Весь день я не могла выкинуть Викину попу из головы. Как можно бить за плохие отметки?
Левка пришел ко мне вечером, притащил приставку. Мы играли, пока мама нас не прогнала. Если бы меня спросили, когда я была счастлива, я бы ответила: в тот момент, когда мы с другом, сидя на ковре перед телевизором, гоняли по экрану смешного усатого человечка.
– Тебя бьют родители?
– Ты что! Нет, конечно! – Левка вскинул кустистые брови. Стал таким смешным, что я засмеялась. Рассказала ему про Вику.
– Ну-у, – он почесал затылок. – Воспитательный момент такой. Вика все-таки не столь сознательный человек, как ты, – в свои двенадцать лет Лев был очень рассудительный. – Хотя, конечно, избивать собственную дочь – это чрезвычайные меры.
– Ты нормально выражаться можешь? – я толкнула его в бок.
– Я хочу стать философом, – Лев оставался невозмутимым.
– А я не знаю. Актрисой стану. В театр хочу. Там многолюдно.
Мама прогнала нас на улицу, хотела посмотреть телевизор. Мы с Левкой полезли на крышу. Высоты я боялась, но отказать другу не могла. Мы стояли почти у самого края. Мне казалось, сделай шаг – и можно будет оторваться от крыши, полететь туда, вдаль, за деревья, над пятиэтажками и детской площадкой. Меня немного шатало и манило к краю.
– Боишься?
– Да, – я не желала глупо храбриться.
Вдруг со стороны послышался шум.
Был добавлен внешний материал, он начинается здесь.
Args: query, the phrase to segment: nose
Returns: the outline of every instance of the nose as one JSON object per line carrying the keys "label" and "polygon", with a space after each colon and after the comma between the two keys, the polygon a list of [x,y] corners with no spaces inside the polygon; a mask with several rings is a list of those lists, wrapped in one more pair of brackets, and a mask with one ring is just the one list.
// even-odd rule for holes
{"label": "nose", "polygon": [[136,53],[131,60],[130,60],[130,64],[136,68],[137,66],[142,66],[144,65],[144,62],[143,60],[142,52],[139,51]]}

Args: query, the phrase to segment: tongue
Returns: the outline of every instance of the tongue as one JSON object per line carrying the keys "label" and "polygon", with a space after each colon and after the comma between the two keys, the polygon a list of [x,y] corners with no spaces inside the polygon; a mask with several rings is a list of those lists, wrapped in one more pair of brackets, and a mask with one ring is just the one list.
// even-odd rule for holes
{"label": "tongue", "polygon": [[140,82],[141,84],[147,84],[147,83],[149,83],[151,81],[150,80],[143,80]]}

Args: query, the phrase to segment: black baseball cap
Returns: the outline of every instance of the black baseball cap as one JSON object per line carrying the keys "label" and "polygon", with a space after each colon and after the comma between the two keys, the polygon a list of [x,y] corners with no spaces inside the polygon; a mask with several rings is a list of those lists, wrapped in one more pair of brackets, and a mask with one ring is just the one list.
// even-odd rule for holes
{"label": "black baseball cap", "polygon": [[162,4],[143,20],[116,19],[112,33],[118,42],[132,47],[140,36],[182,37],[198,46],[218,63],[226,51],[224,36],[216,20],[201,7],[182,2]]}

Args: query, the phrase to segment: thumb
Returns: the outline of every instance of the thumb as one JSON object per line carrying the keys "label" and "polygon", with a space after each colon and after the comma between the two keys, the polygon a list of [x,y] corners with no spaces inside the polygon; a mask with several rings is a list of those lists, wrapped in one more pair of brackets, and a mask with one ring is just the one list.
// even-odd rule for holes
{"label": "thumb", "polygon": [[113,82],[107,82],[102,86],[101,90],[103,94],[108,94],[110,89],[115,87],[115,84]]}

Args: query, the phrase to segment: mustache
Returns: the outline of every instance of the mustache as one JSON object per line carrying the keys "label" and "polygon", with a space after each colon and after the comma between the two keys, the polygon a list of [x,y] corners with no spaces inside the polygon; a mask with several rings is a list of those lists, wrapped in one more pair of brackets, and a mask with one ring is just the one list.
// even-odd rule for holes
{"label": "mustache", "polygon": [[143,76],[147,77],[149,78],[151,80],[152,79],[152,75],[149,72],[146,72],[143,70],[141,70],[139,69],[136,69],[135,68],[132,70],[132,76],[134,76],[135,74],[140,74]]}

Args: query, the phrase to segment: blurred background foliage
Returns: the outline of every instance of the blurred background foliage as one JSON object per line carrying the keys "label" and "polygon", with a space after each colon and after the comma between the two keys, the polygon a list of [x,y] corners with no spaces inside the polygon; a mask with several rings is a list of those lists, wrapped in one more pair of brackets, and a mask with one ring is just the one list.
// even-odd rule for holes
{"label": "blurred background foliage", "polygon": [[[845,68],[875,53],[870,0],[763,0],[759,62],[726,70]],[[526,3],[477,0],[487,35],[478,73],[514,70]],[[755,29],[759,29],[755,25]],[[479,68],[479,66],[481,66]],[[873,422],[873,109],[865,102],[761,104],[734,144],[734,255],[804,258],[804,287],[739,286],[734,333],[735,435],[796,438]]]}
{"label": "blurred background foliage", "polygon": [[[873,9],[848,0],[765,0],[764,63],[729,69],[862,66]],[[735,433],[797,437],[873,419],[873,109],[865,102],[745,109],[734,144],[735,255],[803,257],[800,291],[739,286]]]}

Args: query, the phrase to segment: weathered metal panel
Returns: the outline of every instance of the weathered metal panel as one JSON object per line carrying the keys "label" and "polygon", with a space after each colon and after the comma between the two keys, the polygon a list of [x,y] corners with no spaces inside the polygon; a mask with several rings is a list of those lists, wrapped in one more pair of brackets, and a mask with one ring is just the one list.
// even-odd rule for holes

К нам стремительно приближался мужчина в порванных штанах и вязаной шапке. Нечто безумное было в его глазах. Мы рванули с места и побежали. Нужно было добраться до следующего подъезда, перепрыгнув ограждение. Когда оказались в подъезде, то мчались вниз по лестнице, пока не оказались на улице.
– Кто это был? – я едва дышала.
– Сумасшедший какой-то, – Левка посмотрел на крышу.
На следующее утро Левка зашел за мной, и мы пошли вместе в школу. У четвертого подъезда толпились люди и милиция. Один мужчина подошел к нам.
– Вы живете в этом доме?
Мы кивнули.
– Можно вас попросить опознать тело?
Левка отказался.
– Не, я не пойду.
Я решилась. Возле дома на земле лежала девушка в бежевом синтетическом халате на голое тело. Голова повернута набок, лужа крови. Незнакомка. Я вспомнила тетю Олю, сидящую на крыльце с топором в руках в том ужасном затертом халате. Осознала, что никогда в жизни не буду носить халат.
Я отрицательно покачала головой.
– Она прыгнула с крыши?
– Да.
По дороге в школу я думала о девушке. Неужели не страшно прыгать?
– Самоубийство – это глупо.
– Почему? – Левка неожиданно удивился. – Это выбор человека. Если ты больше не хочешь жить, то зачем мучиться?
– Может, тот мужик ее? – я размышляла, Левка нахмурился. – Больше я на крышу ни ногой.
– Трусиха.
Я подняла голову и посмотрела на крышу нашего дома. Впервые дом показался мне мрачным. Многоквартирный улей, где каждый человек заперт в тесной клетке небольшого жилища и единственный выход – это крыша. Потому что крыша – это свобода и бескрайнее небо над головой.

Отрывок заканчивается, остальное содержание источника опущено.